With our oxford shirt scene being currently dominated by Gitman Bros., Mark McNairy is taking a run at the classic with a nice looking selection of SS10 styles. The oxford BD shirts come in classic colors and patterns, as well as an interesting mix and use of the panels and portions of an otherwise straight forward piece. I'm personally not really into the yellow mixed with stripes but I can definitely have some fun with the flat color panels, especially the grey and white. The shirts are made in the USA and will retail for about $130 USD. With Gitman's prices going up, I could see these shirts doing well. Mark's clean aesthetic, nice labeling and interesting approach to his brand and design is one that drew us in, and there should be more interesting pieces on the way soon. Photos courtesy of Michael Williams
Overcast skies, a hint of rain and the prospect of winter just around the corner somehow has me excited. I've never been one to scorn sun but I'm itching to layer up. Ties have become a pretty common talking point over here as we've discussed the appeal of a nice sloppily perfect half-windsor poking out under a sweater and jacket. This one by Alexander Olch is a great white and black striped cotton knit. It's admittedly more of a summer tie but could easily brighten up any fall outfit, ones that can get dark and depressing pretty easily. I think it'd be ideal on the neck of your classic blue oxford but would also look good on navy or charcoal herringbone. As with all Olch ties, the cut is perfect when it comes to length and width and the beautiful hand knit has a nice texture to it. This one's available at Lark.
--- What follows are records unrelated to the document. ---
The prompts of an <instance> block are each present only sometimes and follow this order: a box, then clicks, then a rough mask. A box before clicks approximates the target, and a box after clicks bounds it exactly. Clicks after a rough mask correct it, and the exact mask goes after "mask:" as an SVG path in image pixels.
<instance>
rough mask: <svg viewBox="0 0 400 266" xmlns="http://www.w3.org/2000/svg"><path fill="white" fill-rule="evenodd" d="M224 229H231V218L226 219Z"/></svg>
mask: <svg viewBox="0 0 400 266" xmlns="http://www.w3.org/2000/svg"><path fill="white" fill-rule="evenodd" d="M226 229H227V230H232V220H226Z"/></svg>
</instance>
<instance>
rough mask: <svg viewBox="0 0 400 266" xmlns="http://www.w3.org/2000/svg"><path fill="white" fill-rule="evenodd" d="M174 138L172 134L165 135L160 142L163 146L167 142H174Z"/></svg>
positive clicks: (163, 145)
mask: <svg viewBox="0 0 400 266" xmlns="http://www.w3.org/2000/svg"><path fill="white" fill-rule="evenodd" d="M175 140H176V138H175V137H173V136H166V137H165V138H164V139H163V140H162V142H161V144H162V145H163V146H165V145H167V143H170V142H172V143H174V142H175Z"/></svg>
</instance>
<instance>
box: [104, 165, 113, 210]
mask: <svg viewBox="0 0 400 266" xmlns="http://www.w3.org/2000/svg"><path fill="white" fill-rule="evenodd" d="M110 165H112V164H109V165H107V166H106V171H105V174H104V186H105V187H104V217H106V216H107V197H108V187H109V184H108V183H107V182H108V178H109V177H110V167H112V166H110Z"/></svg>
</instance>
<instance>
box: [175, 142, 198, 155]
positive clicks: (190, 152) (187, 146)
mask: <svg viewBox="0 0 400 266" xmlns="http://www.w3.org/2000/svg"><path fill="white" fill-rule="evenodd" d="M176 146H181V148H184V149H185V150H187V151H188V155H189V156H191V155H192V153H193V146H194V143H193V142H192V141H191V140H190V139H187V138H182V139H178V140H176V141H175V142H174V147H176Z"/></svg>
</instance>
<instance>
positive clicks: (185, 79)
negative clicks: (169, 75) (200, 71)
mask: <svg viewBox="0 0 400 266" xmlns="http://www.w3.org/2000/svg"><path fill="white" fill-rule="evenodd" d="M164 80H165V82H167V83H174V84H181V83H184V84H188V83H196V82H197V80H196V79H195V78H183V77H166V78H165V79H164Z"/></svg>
At one point during the summer everyone was trying to track down the perfect red chambray. Various suggestions were made but I may have a late contender for the crown. On the surface, this Studio D'Artisan version probably seems similar to every other option. However, as with all of their products, the extra appeal is in the fabric and the details. The medium weight chambray makes it useful at any time of year and the overall texture is unbelievable. It's made in Japan from selvedge cloth and the red buttons and tonal stitching make it a little more unusual. Simple pocketing, neat collars and runaway threads round out the details. Superdenim have a couple left and though XL may seem like a big size, check the measurements. Studio D'Artisan products often come up smaller than you'd think.